Anyone who has already vacationed at the North Sea or the Atlantic knows the problem: You go to the beach to swim and the water is much further away than when you last bathed. The water level has sunk: it is ebb tide. If you want to get into the water now, you either have to walk a bit over damp sand and silt or wait a few hours until the tide comes in and the water rises again.

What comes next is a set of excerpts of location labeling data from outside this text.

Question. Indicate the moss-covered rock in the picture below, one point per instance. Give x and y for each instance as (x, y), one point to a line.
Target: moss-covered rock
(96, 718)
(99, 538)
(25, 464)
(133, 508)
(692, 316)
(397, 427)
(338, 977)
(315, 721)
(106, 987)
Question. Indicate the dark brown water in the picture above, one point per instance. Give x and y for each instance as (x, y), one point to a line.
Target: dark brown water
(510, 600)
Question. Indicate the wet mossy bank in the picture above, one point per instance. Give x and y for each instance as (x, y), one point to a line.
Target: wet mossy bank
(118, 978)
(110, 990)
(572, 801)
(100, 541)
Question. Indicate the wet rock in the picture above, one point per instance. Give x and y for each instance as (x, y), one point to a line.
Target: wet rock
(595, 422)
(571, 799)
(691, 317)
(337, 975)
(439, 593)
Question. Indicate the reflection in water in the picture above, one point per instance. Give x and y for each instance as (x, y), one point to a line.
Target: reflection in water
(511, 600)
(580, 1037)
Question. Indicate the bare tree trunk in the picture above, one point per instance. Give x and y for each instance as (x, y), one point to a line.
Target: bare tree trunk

Ebb and flow alternate in a regular rhythm. This change is called the tide. The time interval between ebb and flow is a little more than six hours. There are twelve hours and 25 minutes between one flood and the next. How much the water rises and falls depends on the coast. At the North Sea, the difference between high and low water is about two to three meters. Elsewhere, however, it is much larger: In the Bay of Fundy in Canada, the water level fluctuates by 15 to 21 meters - this is the highest tidal range in the world!

But why is it that the water sloshes back and forth in the oceans? The solution lies in the gravitational pull of the moon. This force causes two huge flood mountains under which the earth rotates. One of the two comes about directly through the gravitational pull of the moon, because it pulls the water towards itself. The second flood mountain is exactly on the opposite side of the earth. This arises because the earth does not rotate perfectly evenly due to the gravitational pull of the moon, but “rocks” a bit. As a result, there is a centrifugal force that pulls the water away from the moon. Both flood mountains are about half a meter high.

Not only the moon, but also the gravitational pull of the sun has an effect on the water. If the sun and moon are on the same line, the tide rises higher than normal due to the mutual attraction: there is a "spring tide". If, on the other hand, the sun and moon are at a 90 degree angle to the earth, their forces partially cancel each other out. The result is a less high tide, the nipp tide.